In de joodse canon wordt het Eichah genoemd, wat "Hoe" betekent, het beginwoord van een klaaglied (zie 2 Sam. 1:19-27). Het is het eerste woord van dit boek. De Septuaginta noemde het boek Klaagliederen (Grieks threnoi = Hebreeuws qinoth) wat nu algemeen gebruikt wordt om de aard van het boek aan te geven. In dit boek rouwt de profeet om de verwoestingen en het leed die door de Chaldeeen over het heilige land gebracht zijn. Dit Bijbelboek wordt onder de Geschriften gerangschikt en daarbinnen onder de Megillot, de feestrollen. Het wordt op de joodse treurdag Tisja beAv in synagoges gelezen.
Voor wat betreft het auteurschap is er geen reden om niet de Septuaginta en de Targum te volgen, die het boek aan Jeremia toeschrijven. De geest, toon, taal, woordkeus en onderwerpen stemmen overeen met de traditie die het aan hem toeschrijven. Volgens de traditie trok hij zich na de vernietiging van Jeruzalem door Nebukadnezar in een grot buiten de Damascus-poort terug waar hij zijn boek schreef.

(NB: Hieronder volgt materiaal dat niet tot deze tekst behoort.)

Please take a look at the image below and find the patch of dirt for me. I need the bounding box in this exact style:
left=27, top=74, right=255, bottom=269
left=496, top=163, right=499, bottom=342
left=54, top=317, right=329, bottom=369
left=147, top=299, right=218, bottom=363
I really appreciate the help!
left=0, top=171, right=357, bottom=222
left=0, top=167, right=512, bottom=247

Volgens Easton werd eind 19e eeuw door de inwoners van het toenmalige Jeruzalem nog een grot in een heuvel bij de westelijke poort aangewezen als de 'grot van Jeremia'. "Daar, in die intense houding van verdriet, door Michelangelo vereeuwigd, kan Jeremia heel goed getreurd hebben over de val van zijn land" (Stanley, Jewish Church).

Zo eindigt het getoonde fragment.